Breaking the Silence on Gaza
A new set of revelations by soldiers who participated in the Israel Defense Forces' (IDF) operation in Gaza offers a disturbing picture of the actions carried out in that territory. Testimony regarding their conduct in Gaza by Breaking the Silence, an organization of Israeli soldiers, confirms previous denunciations by human rights organizations and signals that urgent attention must be paid to the economic and medical needs of a repeatedly abused civilian population.
Operation "Cast Lead" was initiated December 27, 2008 and ended January 18, 2009. Over 1400 Palestinians were killed, 900 of them civilians (65%), including 300 hundred children (22%). Extensive areas of Gaza were razed to the ground and thousands of people were left homeless, even months after the operation ended. The economy of Gaza was all but destroyed.

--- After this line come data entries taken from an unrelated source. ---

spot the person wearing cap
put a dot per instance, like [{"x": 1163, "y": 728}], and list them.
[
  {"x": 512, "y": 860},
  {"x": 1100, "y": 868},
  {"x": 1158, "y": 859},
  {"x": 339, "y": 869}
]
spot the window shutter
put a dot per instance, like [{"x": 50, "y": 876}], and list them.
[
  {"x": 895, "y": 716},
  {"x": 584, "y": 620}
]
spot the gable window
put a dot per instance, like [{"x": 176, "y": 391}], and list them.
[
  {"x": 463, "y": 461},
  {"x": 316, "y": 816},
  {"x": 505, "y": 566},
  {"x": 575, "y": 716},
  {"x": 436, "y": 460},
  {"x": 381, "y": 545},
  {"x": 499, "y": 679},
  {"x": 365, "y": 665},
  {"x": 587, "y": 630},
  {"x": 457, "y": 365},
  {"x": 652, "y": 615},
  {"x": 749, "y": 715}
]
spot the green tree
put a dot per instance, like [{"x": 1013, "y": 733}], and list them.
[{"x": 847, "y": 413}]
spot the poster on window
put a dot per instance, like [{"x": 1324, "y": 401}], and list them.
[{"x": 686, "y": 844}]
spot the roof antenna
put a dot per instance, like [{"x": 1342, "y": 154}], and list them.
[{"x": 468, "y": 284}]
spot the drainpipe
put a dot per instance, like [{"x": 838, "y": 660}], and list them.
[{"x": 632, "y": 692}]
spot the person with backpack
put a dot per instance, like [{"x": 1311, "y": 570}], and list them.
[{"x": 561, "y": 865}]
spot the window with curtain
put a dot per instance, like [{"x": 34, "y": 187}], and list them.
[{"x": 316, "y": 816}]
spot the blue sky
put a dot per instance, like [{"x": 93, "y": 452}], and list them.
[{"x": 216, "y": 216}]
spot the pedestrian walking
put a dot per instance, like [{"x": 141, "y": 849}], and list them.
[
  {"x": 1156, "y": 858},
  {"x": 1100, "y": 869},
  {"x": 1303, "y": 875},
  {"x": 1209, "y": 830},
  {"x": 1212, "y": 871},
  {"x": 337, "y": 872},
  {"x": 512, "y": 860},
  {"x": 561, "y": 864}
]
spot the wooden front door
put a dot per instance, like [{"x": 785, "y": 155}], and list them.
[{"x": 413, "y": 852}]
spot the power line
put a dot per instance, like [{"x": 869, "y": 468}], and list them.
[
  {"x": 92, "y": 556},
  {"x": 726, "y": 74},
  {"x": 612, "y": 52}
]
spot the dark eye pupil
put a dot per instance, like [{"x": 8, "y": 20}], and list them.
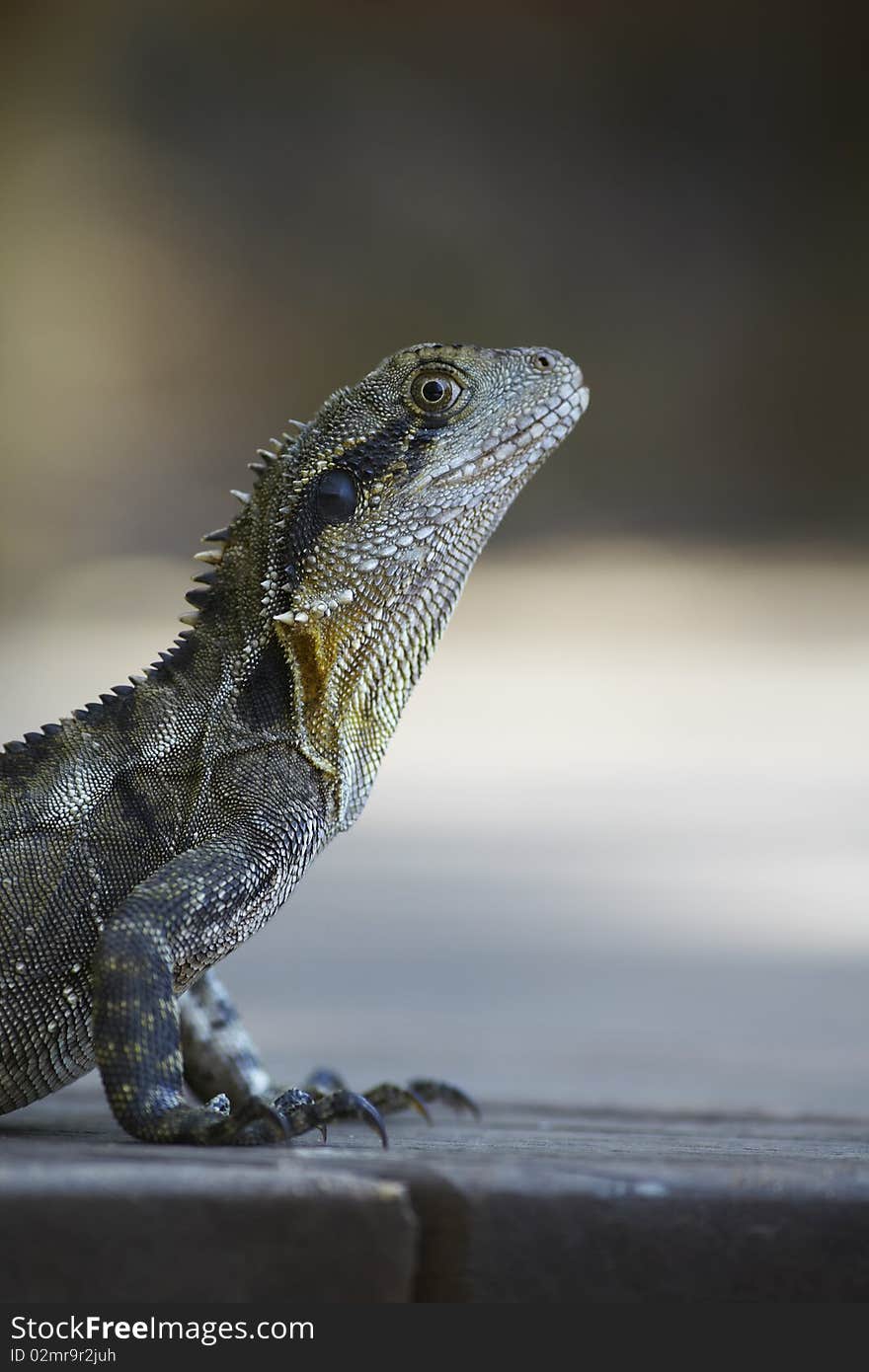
[
  {"x": 433, "y": 391},
  {"x": 337, "y": 496}
]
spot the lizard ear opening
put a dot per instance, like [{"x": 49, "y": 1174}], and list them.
[{"x": 337, "y": 496}]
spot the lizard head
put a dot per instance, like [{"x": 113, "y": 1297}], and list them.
[{"x": 389, "y": 495}]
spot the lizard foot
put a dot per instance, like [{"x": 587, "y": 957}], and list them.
[
  {"x": 302, "y": 1110},
  {"x": 390, "y": 1098}
]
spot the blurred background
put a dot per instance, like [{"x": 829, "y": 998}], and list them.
[{"x": 616, "y": 852}]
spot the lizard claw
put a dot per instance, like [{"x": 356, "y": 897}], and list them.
[
  {"x": 452, "y": 1097},
  {"x": 302, "y": 1111},
  {"x": 389, "y": 1098},
  {"x": 288, "y": 1100}
]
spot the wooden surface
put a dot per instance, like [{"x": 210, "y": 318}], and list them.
[{"x": 535, "y": 1203}]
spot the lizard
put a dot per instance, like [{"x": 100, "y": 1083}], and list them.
[{"x": 150, "y": 833}]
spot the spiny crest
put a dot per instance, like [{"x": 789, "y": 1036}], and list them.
[{"x": 36, "y": 741}]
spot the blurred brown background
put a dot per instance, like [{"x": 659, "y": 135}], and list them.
[{"x": 618, "y": 847}]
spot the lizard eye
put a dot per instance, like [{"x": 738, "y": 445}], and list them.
[
  {"x": 337, "y": 496},
  {"x": 434, "y": 391}
]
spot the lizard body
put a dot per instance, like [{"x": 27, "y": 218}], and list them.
[{"x": 147, "y": 836}]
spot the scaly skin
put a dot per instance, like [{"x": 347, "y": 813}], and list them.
[{"x": 146, "y": 837}]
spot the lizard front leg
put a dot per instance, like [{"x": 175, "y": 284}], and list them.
[
  {"x": 222, "y": 1066},
  {"x": 168, "y": 921},
  {"x": 220, "y": 1056}
]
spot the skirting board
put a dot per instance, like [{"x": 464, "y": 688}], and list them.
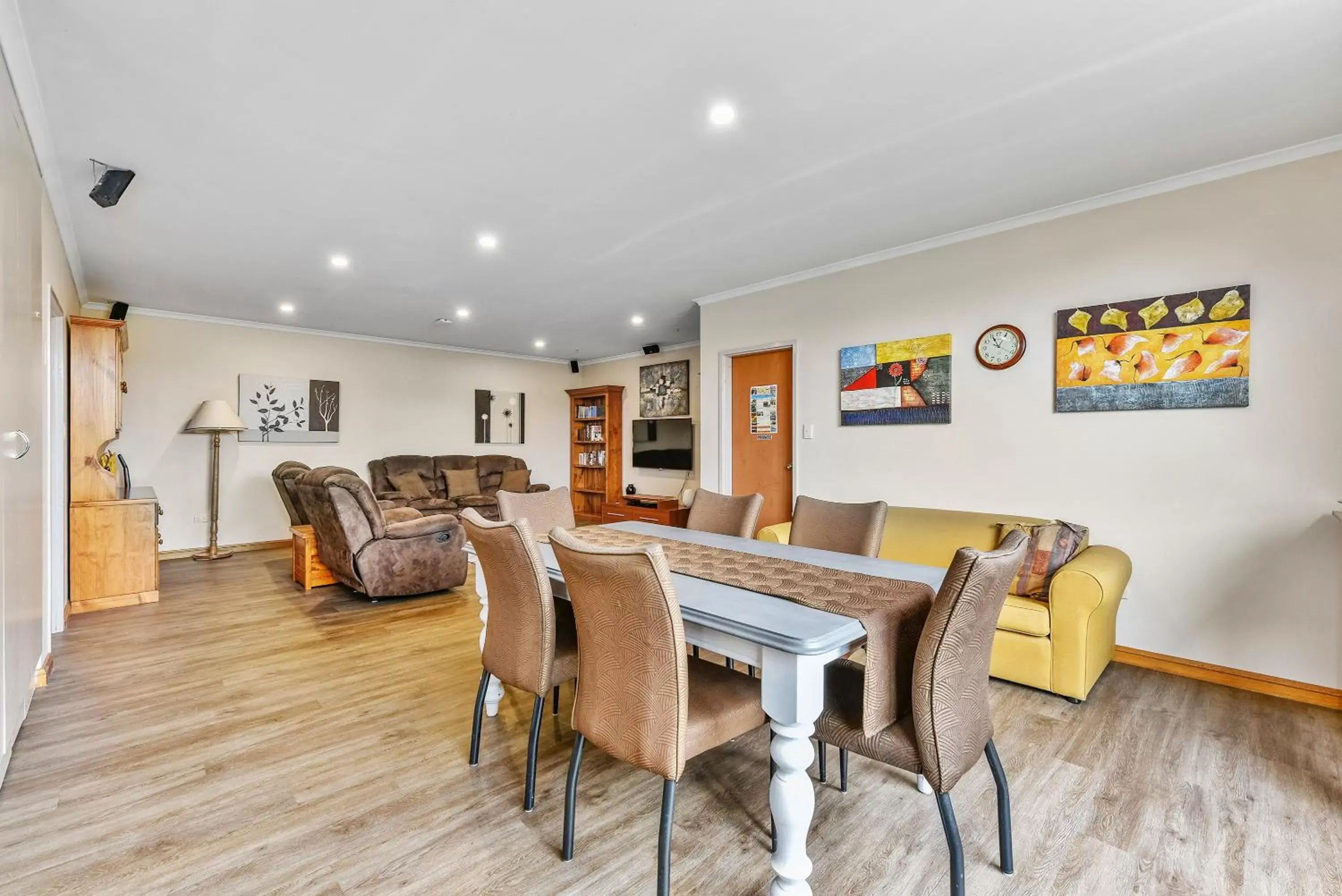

"Much of the destruction was wanton and resulted from direct attacks on civilian objects as well as indiscriminate attacks that failed to distinguish between legitimate military targets and civilian objects. Such attacks violated fundamental provisions of international humanitarian law, notably the prohibition on direct attacks that failed to distinguish between legitimate military targets and civilian objects (the principle of distinction), the prohibition on indiscriminate or disproportionate attacks, and the prohibition on collective punishment," states Amnesty International in its July 2009 report entitled "Operation ‘Cast Lead': 22 days of death and destruction."
Among the tactics used by the Israeli military was the repeated firing of white phosphorus shells over densely populated areas of Gaza. White phosphorus ignites and burns when it enters into contact with oxygen up to 1500 degrees Fahrenheit (816 degrees Celsius) until nothing is left or there is no longer any oxygen. Severe and persistent skin burns can be produced, and even burns on less than 10% of the body can be fatal because of damage to the liver, kidneys and heart.
The IDF claims it only used white phosphorus as a smokescreen. However, if the IDF intended it as such, it had a readily available non-lethal alternative -smoke shells produced by an Israeli company, concluded Human Rights Watch (HRW). In addition, HRW stated that the IDF had deliberately or recklessly used white phosphorus munitions in violation of the laws of war.
There has been a persistent effort by several actors to deny Palestinians in Gaza their basic humanity and needs. "Gaza is an example of a society that has been deliberately reduced to a state of abject destitution, its once productive population transformed into one of aid-dependent paupers. This context is undeniably one of mass suffering, created largely by Israel but with the active complicity of the international community, especially the US and the European Union, and the Palestinian Authority in the West Bank," states American political scientist and scholar Sara Roy, writing for The Harvard Crimson.
Israeli forces frequently obstructed access to medical care and basic humanitarian aid for those Palestinians who were wounded and trapped. In addition, states Amnesty International, "Israeli soldiers used civilians -including children- as "human shields, endangering their lives by forcing them to remain in or near houses which they took over and used as military positions."
Amnesty International reported that hundreds of civilians were killed in attacks carried out using high-precision weapons -air-delivered bombs and missiles, and tank shells. Others, including women and children, were shot at short range even when they were posing no threat to the lives of Israeli soldiers.
An infant aged 6 months, Nancy Sa'di Wakid, was the youngest Palestinian killed in Gaza. She died as a result of inhaled gas from phosphoric bombs dropped by the Israeli army. A poem by Jane Kenyon entitled Sandy Hole is a painful reminder of her untimely death,
The infant's coffin no bigger than a flightbag....
The young father steps backward from the sandy hole,
Eyes wide and dry, his hand over his mouth.
No one dares to come near him, even to touch his sleeve.
"The IDF is one of the world's most moral armies and operates according to the highest moral code," stated at the time Ehud Barak, Israel's Defense Minister. Uri Avnery, a former Israeli soldier and a leading Israeli human rights activist offers an alternative opinion, "Only one conclusion can be drawn from this: from now on, any Israeli decision to start a war in a built-up area is a war crime, and the soldiers who rise up against this crime should be honored. May they be blessed."